Auffällige Anekdoten
Wie so oft bei Cadby drehte sich das Gespräch nicht nur um Darts. Schmunzelnd erzählte er, dass Cash Converters, Sponsor seines WM-Titels beim PDC-Junioren-WM 2016, später regelmäßig auch seine Einnahmequelle war. „Als ich Jugendweltmeister wurde, war Cash Converters Sponsor und ich bekam eine schöne Summe ausgezahlt. Später habe ich dort regelmäßig Sachen hingebracht, um Geld zu verdienen.“
Auch über seine markante Frisur aus den Anfangsjahren kann er inzwischen selbst lachen. „Von allem, was ich je gemacht habe, war diese Frisur vielleicht sogar die dümmste Entscheidung.“
Während seiner Haft begann Cadby sogar mit einer Autobiografie. „Ich habe im Gefängnis mit einem Buch angefangen. Es sollte ‚The Story of the King‘ heißen. Ich wollte damit etwas Geld verdienen, aber nach etwa zwölf Seiten habe ich es weggeworfen.“
Trotz seiner bewegten Vergangenheit scheint Cadby sein Leben mittlerweile besser im Griff zu haben. Er führt eine stabile Beziehung, hat eine Tochter, ein zweites Kind ist unterwegs, und er richtet seinen Fokus komplett auf einen Neustart in der Dartswelt.

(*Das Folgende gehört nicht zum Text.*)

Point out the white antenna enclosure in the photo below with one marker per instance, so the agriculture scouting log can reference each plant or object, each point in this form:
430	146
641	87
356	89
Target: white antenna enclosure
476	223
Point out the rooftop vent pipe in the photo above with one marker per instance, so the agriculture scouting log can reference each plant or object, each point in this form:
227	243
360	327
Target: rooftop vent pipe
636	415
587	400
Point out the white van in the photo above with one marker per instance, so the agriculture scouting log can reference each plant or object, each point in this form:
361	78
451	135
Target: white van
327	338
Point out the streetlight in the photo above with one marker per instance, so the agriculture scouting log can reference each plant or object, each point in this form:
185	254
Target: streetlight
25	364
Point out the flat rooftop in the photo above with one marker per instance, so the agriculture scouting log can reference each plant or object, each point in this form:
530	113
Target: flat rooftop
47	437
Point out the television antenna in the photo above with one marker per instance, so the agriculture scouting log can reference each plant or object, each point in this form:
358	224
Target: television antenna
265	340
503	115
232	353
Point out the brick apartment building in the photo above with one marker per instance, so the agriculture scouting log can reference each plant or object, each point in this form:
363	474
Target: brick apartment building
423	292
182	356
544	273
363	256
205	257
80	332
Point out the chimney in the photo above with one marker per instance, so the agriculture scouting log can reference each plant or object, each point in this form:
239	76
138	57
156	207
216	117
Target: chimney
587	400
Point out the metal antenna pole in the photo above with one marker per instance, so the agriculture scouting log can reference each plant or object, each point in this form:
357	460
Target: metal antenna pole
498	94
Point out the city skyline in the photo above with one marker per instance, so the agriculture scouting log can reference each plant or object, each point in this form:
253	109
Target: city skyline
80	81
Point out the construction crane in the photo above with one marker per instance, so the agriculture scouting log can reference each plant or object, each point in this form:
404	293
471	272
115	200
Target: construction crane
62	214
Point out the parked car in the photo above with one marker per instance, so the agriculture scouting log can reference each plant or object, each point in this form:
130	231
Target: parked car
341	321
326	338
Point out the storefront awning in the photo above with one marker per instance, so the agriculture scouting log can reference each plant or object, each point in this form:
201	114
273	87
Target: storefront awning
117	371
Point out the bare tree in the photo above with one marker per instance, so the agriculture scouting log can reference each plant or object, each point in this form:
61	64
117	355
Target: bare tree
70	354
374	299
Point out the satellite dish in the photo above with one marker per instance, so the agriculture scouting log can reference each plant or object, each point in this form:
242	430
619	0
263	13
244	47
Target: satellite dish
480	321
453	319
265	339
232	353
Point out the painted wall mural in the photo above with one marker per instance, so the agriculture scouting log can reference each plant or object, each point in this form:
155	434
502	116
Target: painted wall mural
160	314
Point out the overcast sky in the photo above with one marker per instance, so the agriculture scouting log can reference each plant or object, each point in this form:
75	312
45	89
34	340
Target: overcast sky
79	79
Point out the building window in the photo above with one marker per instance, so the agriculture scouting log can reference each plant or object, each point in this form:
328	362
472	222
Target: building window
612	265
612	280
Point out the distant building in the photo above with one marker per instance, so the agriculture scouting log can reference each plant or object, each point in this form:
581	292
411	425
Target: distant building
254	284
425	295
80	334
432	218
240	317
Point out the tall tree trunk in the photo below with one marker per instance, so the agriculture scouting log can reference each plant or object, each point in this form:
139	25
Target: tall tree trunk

Sein enormes Talent stand nie zur Debatte. Die große Frage ist daher nicht, ob Corey Cadby noch immer darten kann, sondern vor allem, ob er sich endgültig von den Fehlern seiner Vergangenheit lösen kann. Gelingt ihm das, könnte eines der größten verlorenen Talente dieses Sports doch noch zu einer besonderen Comeback-Geschichte werden.